The case dragged on for ten years. Mister Big’s estate fought it bitterly. There were endless piles of legal documents, depositions, phone conferences. We obtained copies of canceled checks from Madoff to Mister Big, to his children and to their various DBAs. I added them up: they totaled billions. In 2018 we finally won the suit. We got a little money. Not much, but it helped.
* * *
How do I personally feel about Madoff? Shortly after the debacle, CNBC interviewed me for their live morning business show. The reporter tried his best to get me to express peasants-with-pitchforks fury. Don’t you want to see him suffer? I’m afraid I frustrated him. No, I replied; I’m content to let the U.S. justice system deal with this. More recently, in March of 2020, Madoff asked the court for early release, and the authorities reached out to his victims asking for our opinion. Don’t release him, I replied. Let him spend the rest of his life in jail. I see no contradiction between my two positions.

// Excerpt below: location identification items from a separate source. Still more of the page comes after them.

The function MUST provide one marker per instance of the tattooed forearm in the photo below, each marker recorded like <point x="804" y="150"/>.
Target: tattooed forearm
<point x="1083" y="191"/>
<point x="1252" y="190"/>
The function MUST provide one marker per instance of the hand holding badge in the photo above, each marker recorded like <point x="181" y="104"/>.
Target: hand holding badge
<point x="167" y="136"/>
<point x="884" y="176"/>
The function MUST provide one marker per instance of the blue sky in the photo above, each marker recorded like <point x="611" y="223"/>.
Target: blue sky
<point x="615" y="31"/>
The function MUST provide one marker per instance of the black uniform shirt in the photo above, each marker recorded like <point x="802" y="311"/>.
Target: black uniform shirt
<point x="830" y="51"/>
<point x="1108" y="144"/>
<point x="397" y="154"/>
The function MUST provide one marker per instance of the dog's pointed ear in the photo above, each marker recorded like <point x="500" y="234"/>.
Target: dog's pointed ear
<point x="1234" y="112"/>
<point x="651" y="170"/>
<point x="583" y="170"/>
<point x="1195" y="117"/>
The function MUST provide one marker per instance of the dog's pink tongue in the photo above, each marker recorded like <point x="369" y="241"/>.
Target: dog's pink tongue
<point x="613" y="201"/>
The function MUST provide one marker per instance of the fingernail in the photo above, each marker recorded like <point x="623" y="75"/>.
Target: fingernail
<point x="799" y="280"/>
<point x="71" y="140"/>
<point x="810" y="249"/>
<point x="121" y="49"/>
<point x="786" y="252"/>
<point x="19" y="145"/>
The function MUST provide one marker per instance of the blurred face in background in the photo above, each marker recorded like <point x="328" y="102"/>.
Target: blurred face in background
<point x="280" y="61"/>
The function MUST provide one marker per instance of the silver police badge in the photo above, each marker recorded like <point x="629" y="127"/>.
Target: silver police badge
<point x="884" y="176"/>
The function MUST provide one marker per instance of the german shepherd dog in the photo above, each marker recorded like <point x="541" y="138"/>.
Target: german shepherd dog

Was I an idiot? Probably, but like I said, you have to see this from my point of view. Even if I’d withdrawn a great deal of money before the shit hit the fan, it’s probable that SIPC would have clawed it back from me, which easily could have forced me out of my home. So my mistake—our mistake—occurred at the very beginning, with our very first action: the initial deposit. That was the first cause in the karmic chain that led to the financial ruination of so many people around the world. In my case, after Dec. 10, 2008, I immediately stopped spending money on movies, restaurants, vacations, new clothes, fancy food and booze, the works. My overwhelming priority became making more money.
People often say to me (either directly, or just in comments to articles: “You should have a personal financial advisor. I have one, and I get X% return per year.”
Well, I know that not every advisor is a Madoff or a Mr. Big, but I’d just as soon trust my own judgment (or that of Fidelity). So all or retirement money is in Fidelity funds. I’m satisfied with that, even if a financial advisor might be able to do a little better.
As long as your portfolio is diversified, you’ll be fine!